The ruling dynasty retains control in Bangladesh -By Sajib Hossain


Across South Asia political dynasties are generally in decline. The Nehru–Gandhi dynasty of the Indian Congress Party and the Bhutto clan of the Pakistan People’s Party are both deteriorating. But against this trend, the ‘Mujib’ (or Sheikh–Wazed) dynasty in Bangladesh is thriving.
The two major political parties in Bangladesh are both run by a prominent political family, and their degrees of internal democracy are very weak. The parties’ poor organisational structures are partly to blame for this situation, as well as the presence of strong centralisation forces and informal decision-making mechanisms that are controlled by the parties’ dynastic leaders and a limited number of party elites.
Partly because of this lack of internal democracy in Bangladeshi political parties, and partly because the dynasty of the main opposition party is broken, democracy is decaying in Bangladesh.
The opposition Bangladesh Nationalist Party (BNP) has been subject to political pressure, court cases and incarceration. The BNP leader Khaleda Zia has had 36 cases brought against her, many of which are allegedly politically motivated. She is currently in jail for graft and corruption and will most likely remain there. Tarique Rahman, her son and acting chairman of the BNP, will probably stay in exile to avoid being arrested on corruption and money laundering charges.
The Sheikh–Wazed dynasty of the ruling Awami League (AL), on the other hand, is flourishing. Awami League is led by Sheikh Hasina, the daughter of the ‘founding father’ of Bangladesh — late president Sheikh Mujibur Rahman who was assassinated in 1975 along with several other members of his family. Hasina was out of the country at the time and survived, and she took over leadership of the party in 1981.
Hasina was prime minister from 1996 to 2001 and again from 2009. During her first premiership, her family established itself as a ruling dynasty, building up political support in government and administration and expanding its economic power.

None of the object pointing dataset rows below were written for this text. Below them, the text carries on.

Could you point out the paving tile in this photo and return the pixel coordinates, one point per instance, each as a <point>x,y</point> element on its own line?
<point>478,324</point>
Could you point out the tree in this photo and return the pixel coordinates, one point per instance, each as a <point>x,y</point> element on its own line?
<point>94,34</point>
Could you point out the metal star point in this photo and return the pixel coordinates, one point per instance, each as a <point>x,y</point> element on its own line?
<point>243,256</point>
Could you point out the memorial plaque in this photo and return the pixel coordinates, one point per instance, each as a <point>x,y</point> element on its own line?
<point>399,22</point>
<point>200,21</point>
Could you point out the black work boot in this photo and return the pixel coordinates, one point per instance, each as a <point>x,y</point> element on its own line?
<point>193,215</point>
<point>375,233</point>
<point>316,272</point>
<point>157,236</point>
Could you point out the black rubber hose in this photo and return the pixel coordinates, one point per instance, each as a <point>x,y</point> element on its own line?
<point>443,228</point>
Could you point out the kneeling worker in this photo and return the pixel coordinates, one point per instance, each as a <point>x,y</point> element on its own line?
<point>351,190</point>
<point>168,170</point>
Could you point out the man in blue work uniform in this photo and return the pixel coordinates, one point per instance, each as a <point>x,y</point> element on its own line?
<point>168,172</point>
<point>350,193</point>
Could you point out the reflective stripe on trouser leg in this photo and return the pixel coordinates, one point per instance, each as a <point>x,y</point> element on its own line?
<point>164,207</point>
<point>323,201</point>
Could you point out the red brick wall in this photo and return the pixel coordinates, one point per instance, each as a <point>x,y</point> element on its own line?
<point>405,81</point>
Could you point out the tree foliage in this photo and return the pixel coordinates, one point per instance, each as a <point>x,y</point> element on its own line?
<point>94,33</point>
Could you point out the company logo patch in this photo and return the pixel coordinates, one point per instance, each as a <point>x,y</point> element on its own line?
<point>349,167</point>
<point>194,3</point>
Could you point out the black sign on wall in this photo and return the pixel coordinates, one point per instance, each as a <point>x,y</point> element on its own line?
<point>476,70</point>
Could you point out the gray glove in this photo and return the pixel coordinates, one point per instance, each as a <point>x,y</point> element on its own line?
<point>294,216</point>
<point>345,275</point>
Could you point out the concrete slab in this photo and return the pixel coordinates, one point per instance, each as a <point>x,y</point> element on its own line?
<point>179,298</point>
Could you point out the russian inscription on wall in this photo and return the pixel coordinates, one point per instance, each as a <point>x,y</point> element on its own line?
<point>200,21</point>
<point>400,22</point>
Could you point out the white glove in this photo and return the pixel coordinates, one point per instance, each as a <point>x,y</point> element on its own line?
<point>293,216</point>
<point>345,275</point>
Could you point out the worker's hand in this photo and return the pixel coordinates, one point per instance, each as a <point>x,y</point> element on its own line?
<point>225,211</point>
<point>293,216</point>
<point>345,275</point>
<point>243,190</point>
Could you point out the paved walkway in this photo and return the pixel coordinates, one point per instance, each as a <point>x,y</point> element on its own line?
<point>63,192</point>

Hasina’s distant uncle, Zillur Rahman, was president of Bangladesh from 2009 until he died in early 2013. Today, a couple of Hasina’s cousins and other members of the extended family play important roles in the party.
Hasina’s son Sajeeb Ahmed Wazed (also known by his nickname ‘Joy’) is the party leader in waiting, ready to take control when the time comes. Joy joined the party in 2009 as a primary member and he is currently the Prime Minister’s ICT Affairs Adviser, with the rank and status of a cabinet minister.
Joy has ‘been asked’ by several local AL leaders to ‘take responsibility’ and has recently taken part in mass meetings and international visits alongside his mother.
On AL websites, in social media and on party election posters the three family members figure prominently together. The newest party offshoot, the Awami Projonmo League, features Sheikh Mujibur, Hasina and Joy on its website homepage and bluntly underscores the leadership as passing from ‘generation to generation’.
Wazed has become a potent ruling party propagandist. He claims that the US embassy in Dhaka has become ‘a mouthpiece for the BNP’ and that the government is not involved in any forced disappearances in Bangladesh. Joy claims that the kidnapping of ‘hundreds — and possibly thousands — of citizens for nefarious reasons, mostly political … is false and reckless’.
Human rights organisations maintain that enforced disappearances are a persistent problem in Bangladesh. In February 2017, the United Nations Working Group on Enforced or Involuntary Disappearances called on the Bangladeshi government to halt the increasing number of enforced disappearances. Odhikar, a respected Bangladeshi organisation, found that in 2016 over 90 people disappeared. And in the first five months of 2017, they reported an additional 48 disappearances.
Wazed also has his own economic interests in Bangladesh. In addition to owning shares in a couple of US businesses (among them the software company Mvion Inc), he is now the frontman of the Bangladeshi government’s much-touted ‘Digital Bangladesh’ program, which aims to create, among other things, a ‘positive image of Bangladesh abroad’.
Wazed’s business interests in Bangladesh are hard to verify. Some rumours indicate that he has acquired a majority stake in Bangladesh’s telecommunication businesses and a major portion of the shares in Airtel (an international mobile phone operator based in India). Some suggest he is among the top five richest men in Bangladesh.
Among these rumours can be added Khaleda’s allegations that the Prime Minister’s son has US$300 million in a bank account — an allegation that swiftly led to another defamation case against her.
Although Joy denies his political ambitions and will let his mother run the show for the upcoming 2018 general elections, he is well placed politically. He is gaining political experience, getting abundant attention and becoming a familiar face to voters.
With private business interests supporting the continuation of Awami League rule, and with consolidated power and a broken rival dynasty, there is not much more for the heir to the Mujib political dynasty to do to ensure his party’s continued supremacy.
The writer is studying International Relations at University of Dhaka.